LRD guides and handbook May 2013

Law at Work 2013

Chapter 12

Transfer of an economic entity that retains its identity

The first type of transfer is a transfer of an economic entity which retains its identity (regulation 3(1)(a) of TUPE). An “economic entity” is defined in the regulations as “an organised grouping of resources which has the objective of pursuing an economic activity, whether or not that activity is central or ancillary” (regulation 3(2)).

This kind of transfer is sometimes referred to as a transfer of a business as a going concern. In essence, tribunals are asked to consider whether, looking at all the facts, what is being transferred is a distinct business, capable of continuing to function as a going concern, or alternatively just a collection of assets.

The economic entity does not have to exist separately before the transfer, instead it can emerge as a result of the transfer (Fairhurst Ward Abbotts Limited v Botes Building Limited [2004] IRLR 304). And integration of the sold business into the buyer’s business will not stop TUPE applying, as long as the link is maintained between the workers and materials and their economic activity before the transfer (Klarenberg v Ferrotron Technologies GmbH [2009] IRLR 301).

Tribunals look at many different factors to decide whether there has been a transfer of an economic entity which retains its identity including, for example:

• What kind of business is being transferred

• what assets are being are transferred and whether the transfer includes goodwill, equipment or premises;

• whether the majority of the employees are being taken on by the new business, and if not, why not;

• whether customers are transferring to the new business;

• similarities and differences between the activities of the new business and the old business;

• any break during which activities are suspended, the reason for and length of that break.

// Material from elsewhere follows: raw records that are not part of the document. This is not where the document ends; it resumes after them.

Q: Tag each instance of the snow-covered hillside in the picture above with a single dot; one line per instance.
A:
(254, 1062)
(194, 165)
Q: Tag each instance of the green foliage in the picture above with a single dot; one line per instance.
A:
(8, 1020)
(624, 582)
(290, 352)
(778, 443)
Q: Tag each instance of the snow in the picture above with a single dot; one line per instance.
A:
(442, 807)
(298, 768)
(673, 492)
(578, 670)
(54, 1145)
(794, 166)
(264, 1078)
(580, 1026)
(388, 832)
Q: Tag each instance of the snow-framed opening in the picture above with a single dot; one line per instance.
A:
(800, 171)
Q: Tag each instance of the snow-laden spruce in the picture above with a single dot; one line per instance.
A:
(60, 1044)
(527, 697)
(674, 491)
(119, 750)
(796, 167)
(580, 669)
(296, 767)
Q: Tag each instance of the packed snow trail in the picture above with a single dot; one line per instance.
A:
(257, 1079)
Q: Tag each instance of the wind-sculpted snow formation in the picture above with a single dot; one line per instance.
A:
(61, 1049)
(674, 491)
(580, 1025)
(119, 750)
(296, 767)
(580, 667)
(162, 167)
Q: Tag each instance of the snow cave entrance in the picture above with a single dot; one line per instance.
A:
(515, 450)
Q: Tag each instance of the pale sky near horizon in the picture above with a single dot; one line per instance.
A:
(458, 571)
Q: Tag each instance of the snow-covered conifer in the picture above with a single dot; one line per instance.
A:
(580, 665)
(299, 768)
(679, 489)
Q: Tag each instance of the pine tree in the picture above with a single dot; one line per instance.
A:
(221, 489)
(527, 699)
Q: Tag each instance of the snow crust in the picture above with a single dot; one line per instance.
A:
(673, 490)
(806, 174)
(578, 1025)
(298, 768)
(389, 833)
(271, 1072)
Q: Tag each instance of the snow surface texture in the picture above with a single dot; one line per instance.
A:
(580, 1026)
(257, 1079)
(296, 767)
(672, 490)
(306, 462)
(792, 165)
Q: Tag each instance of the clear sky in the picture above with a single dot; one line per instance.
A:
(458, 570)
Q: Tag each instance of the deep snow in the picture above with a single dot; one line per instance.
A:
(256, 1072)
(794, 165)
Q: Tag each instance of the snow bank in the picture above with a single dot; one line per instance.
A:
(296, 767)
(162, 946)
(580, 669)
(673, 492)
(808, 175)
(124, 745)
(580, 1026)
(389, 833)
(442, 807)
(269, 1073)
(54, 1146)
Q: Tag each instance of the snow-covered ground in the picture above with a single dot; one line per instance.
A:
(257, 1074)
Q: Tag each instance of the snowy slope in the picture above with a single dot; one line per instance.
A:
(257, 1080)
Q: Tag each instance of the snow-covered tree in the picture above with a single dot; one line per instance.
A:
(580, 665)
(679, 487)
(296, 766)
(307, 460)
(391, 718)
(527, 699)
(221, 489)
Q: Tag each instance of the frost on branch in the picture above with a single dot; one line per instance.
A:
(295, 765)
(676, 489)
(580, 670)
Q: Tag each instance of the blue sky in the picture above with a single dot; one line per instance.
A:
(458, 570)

In each case, the tribunal should examine the motivation of the transferor/seller, to understand why particular assets are not being transferred or why staff are not being taken on. If, for example, all the staff are sacked before the transfer because the buyer refuses to take on the seller’s workforce, or because the seller wants to achieve a better price for the business as a going concern, TUPE should apply and liability for the dismissals should pass to the transferee/purchaser.

The leading cases establishing this test were Suzen v Zehnacker Gebaudereinigung GmbH Krankenhausservice C-13/95 [1997] IRLR 255 (“Suzen”) and Spikjers v Gebroeders Benedik Abbatoir [1986] ECR 1119 {“Spikjers”).